То же, конечно, можно сказать и о взаимоотношениях членов различных кругов. Штатский, который знакомится с офицером, никак не может освободиться от мысли, что этот индивид – офицер. Пусть даже принадлежность к офицерскому кругу – часть его индивидуальности, однако схема здесь совсем не такая, как предполагается в представлении Другого картиной индивидуальности. И точно так же обстоит дело с протестантом в отношении католика, с торговцем – в отношении чиновника, с мирянином – в отношении священника и т. д. Повсюду линия реальности скрыта под покровом социального обобщения, так что обнаружить ее в обществе с резкой социальной дифференциацией в принципе невозможно.
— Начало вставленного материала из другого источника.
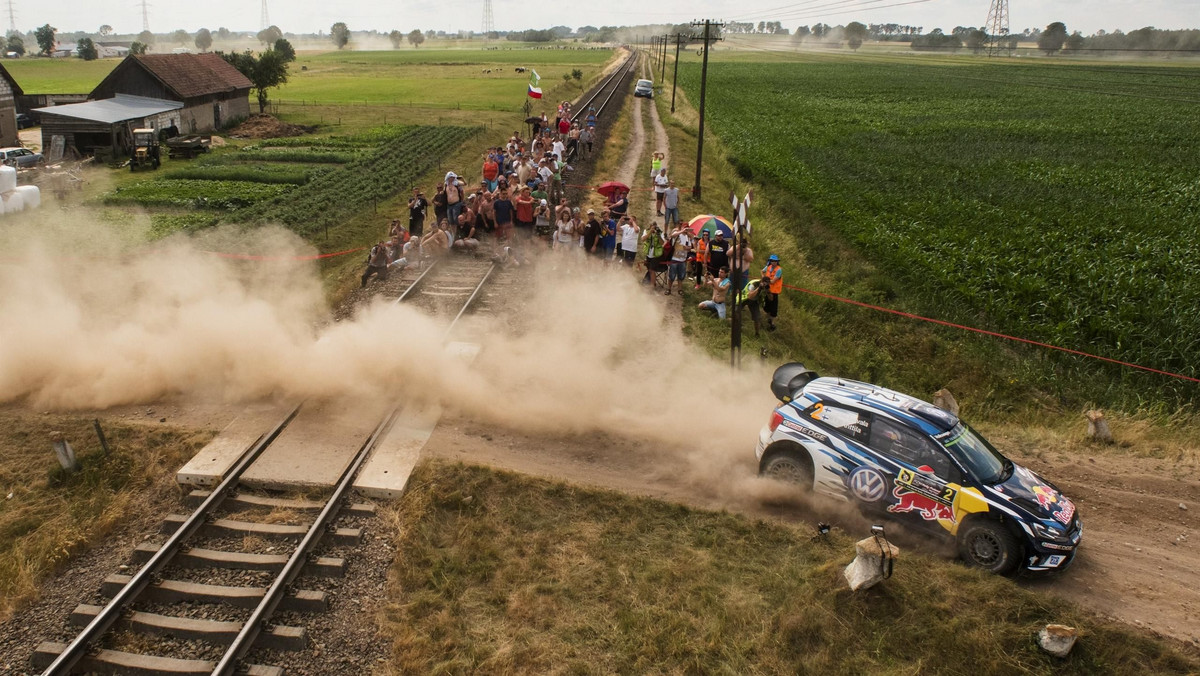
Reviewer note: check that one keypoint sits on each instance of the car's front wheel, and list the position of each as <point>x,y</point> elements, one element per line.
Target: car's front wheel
<point>790,466</point>
<point>989,545</point>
Таким образом, в представлении человека человеком сказываются смещения, умаления, дополнения (поскольку обобщения всегда и больше, и меньше индивидуальности), идущие от всех этих априорно действующих категорий: от типичности человека, от идеи его совершенного завершения, от социальной общности, к которой он принадлежит. А надо всем этим, как эвристический принцип познания, парит мысль о его реальной, чисто индивидуальной определенности. Но поскольку кажется, будто, только добравшись до нее, можно вступить в подлинно обоснованное к человеку отношение, то фактически все изменения и преобразования, препятствующие этому идеальному познанию, – и есть условия, благодаря которым возможны те отношения, которые мы только и знаем в качестве общественных – примерно как у Канта категории рассудка, придающие непосредственным данностям форму совершенно новых объектов, только и делают данный в созерцании мир познаваемым.
II. Другая категория, благодаря которой субъекты воспринимают{50} самих себя и других, чтобы, будучи так оформленными, составить эмпирическое общество, может быть сформулирована в кажущемся тривиальном положении: каждый элемент группы есть не только часть общества, но и, помимо того, еще нечто. Это имеет эффект социального априори постольку, поскольку не обращенная к обществу и не растворенная в нем часть индивида не просто располагается безо всякой связи рядом с его социально значимой частью, не просто есть то внешнее для общества, чему оно волей или неволей дает место. Но некоторыми своими сторонами человек не входит в общество как его элемент, и это образует позитивное условие того, что другими сторонами своего существа он таким элементом является: характер его обобществленности обусловлен или сообусловлен характером его необобществленности.
Дальнейшие исследования выявят несколько таких типов. Их социологическое значение, и даже самое глубокое, заключается в том, что каким-то образом они именно исключены из общества, для которого их существование значимо; так обстоит дело с чужаком, с врагом, с преступником и даже с бедняком{51}. Однако то же самое относится не только к таким общим характерам, но – в бесчисленных модификациях – и ко всякому индивидуальному явлению. Каждый миг нас связывают отношения с людьми, и этими отношениями – прямо или косвенно – определяется содержание этого мгновения. Однако тем самым отнюдь не опровергается сказанное выше. Напротив, социальная охваченность затрагивает именно те сущности, которые охвачены не полностью.
Мы знаем о чиновнике, что он не только чиновник, о торговце – что он не только торговец, об офицере – что он не только офицер. И это внесоциальное бытие, темперамент и то, в чем выразились его судьба, интересы и ценность личности – сколь бы мало ни меняло это существа его чиновничьих, торговых, военных занятий, – всякий раз придает ему в глазах визави{52} определенный нюанс, вплетая в его социальный образ внесоциальные, не поддающиеся учету факторы. Все общение людей в рамках социальных категорий было бы другим, если бы каждый выступал для другого как партнер лишь в соответствующей социальной категории, как носитель именно теперь выпавшей ему социальной роли. Конечно, индивиды, и профессии, и социальные ситуации различаются тем, в какой мере у них есть или ими допускается наряду с их социальным содержанием некое «помимо того».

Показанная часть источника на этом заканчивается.